Permission to Write Terrible Posts

 


The Pep Talk I Needed

Lately, I have been stuck. So many areas of my life are going well, but my writing life is struggling. It is not that it is going poorly, it is not going at all. I have written so many blog posts over the years, but have not had the guts to show up in a while. A few days ago one of my high school students sent me the blog she had started. I am so proud of her and excited to see what she writes next.  As I read her second entry, I thought to myself, ¨Why are you not doing this?"
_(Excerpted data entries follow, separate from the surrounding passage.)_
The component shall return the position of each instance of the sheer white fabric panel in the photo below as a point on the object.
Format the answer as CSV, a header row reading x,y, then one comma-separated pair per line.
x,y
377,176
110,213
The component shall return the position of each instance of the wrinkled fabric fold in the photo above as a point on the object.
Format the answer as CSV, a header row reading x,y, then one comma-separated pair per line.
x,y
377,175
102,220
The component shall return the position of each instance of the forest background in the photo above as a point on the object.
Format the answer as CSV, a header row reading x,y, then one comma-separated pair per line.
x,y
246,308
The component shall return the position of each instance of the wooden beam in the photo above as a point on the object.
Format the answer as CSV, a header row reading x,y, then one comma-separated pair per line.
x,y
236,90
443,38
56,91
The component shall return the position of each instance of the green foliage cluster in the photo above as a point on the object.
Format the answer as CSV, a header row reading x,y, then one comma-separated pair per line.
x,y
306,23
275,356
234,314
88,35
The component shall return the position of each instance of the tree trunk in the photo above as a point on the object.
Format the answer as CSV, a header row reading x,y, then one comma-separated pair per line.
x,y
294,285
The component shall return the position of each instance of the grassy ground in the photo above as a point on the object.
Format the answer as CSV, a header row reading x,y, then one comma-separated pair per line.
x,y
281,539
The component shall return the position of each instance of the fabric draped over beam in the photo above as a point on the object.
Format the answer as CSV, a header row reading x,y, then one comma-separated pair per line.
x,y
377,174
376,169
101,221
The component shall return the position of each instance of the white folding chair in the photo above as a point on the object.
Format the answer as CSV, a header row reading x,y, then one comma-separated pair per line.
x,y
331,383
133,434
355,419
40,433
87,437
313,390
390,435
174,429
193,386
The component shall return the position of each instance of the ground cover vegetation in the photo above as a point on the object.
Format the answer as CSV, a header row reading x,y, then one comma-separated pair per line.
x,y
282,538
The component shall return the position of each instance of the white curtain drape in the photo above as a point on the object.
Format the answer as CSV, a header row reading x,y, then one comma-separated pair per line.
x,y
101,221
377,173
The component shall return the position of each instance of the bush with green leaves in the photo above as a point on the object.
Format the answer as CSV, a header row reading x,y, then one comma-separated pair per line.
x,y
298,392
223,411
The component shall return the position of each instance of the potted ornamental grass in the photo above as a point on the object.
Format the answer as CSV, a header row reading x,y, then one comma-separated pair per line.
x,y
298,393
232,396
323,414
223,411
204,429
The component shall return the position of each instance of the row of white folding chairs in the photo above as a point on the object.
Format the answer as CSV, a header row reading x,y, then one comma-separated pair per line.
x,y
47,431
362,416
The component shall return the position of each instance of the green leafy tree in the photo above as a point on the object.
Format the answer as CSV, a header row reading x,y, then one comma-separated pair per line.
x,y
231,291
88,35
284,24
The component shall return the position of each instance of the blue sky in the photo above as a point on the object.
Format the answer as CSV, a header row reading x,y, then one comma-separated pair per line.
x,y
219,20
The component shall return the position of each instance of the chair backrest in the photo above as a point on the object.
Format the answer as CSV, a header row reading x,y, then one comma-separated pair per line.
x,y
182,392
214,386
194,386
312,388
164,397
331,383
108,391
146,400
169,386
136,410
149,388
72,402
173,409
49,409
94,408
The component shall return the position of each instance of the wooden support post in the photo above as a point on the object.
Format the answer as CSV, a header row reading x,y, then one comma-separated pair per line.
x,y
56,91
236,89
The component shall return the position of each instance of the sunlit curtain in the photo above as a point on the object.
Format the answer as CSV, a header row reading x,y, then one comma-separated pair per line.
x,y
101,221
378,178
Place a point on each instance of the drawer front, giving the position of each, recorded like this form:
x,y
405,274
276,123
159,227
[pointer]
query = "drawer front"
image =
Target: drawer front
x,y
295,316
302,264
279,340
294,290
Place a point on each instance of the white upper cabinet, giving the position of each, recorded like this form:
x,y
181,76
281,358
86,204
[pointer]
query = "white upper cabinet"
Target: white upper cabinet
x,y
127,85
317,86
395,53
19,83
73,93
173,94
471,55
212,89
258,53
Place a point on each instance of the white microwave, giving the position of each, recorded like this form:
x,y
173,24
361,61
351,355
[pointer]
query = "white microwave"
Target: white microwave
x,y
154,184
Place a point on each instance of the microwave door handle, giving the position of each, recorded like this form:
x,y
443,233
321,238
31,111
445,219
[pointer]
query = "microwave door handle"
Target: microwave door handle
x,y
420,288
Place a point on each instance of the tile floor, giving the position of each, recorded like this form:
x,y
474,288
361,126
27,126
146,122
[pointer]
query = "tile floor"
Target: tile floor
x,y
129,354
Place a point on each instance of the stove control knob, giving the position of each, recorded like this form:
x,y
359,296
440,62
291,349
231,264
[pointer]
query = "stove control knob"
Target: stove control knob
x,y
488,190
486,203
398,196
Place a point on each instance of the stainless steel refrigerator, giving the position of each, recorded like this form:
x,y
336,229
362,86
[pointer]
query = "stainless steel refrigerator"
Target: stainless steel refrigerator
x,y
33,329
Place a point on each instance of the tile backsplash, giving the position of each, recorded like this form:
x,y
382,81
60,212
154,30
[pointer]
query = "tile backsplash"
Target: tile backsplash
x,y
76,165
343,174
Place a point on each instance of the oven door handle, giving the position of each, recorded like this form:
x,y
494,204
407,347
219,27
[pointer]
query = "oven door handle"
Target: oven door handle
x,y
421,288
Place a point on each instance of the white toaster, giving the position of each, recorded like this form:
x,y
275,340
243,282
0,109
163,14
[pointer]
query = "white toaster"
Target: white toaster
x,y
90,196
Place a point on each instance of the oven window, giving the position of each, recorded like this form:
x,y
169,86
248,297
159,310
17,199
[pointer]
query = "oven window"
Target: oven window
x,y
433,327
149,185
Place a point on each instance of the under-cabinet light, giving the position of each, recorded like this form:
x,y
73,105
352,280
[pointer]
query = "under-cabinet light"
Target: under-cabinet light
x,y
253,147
Each time I would start to write, it seemed like I would second guess what I was saying, and wonder why anyone needed or cared to hear what I said. But, as I have learned in just about every other area of life, sometimes you have to show up and just get started. Since it is has been a while, I realize that the first one, ten or even fifty posts might be garbage. However, as in every area of life, you have to get started. Consuming great content is important. However, I feel so compelled to put my work out in the world and be a creator. Friday morning, I talked to a friend of mine who happens to be an author working on her second book, and she advised that writing to fill my soul is enough. I realize that my work might not matter to anyone but me. And, for the first time, that might just be enough of a reason to write. 

Determined to get started I decided to reach out to a fellow creator and asked him how he got back to creating after a break. After an exchanging wise words, I realized it was time. 

So cheers! This weekend is about lifting my blog off the ground and moving forward. Here it goes. Since I am starting from experience, and I know that I might rebel against structure and rules right now, I am going to focus on showing up. My writing might be brief and random. Thank you to anyone who reads my work! I appreciate it! In 8th grade I dreamed of becoming a writer, and realize that if I write, I am a writer. 

I give myself permission to write terrible posts so that I start somewhere. 

What if being stuck is not a negative thing, but the way forward. Feeling stuck can be the perfect nudge to show you what to focus on next. 

Comments

  1. Yes, to all of this! I love that you are following your gut and creating for the sake of creating. Our imperfections will do more for the world than perfection ever will.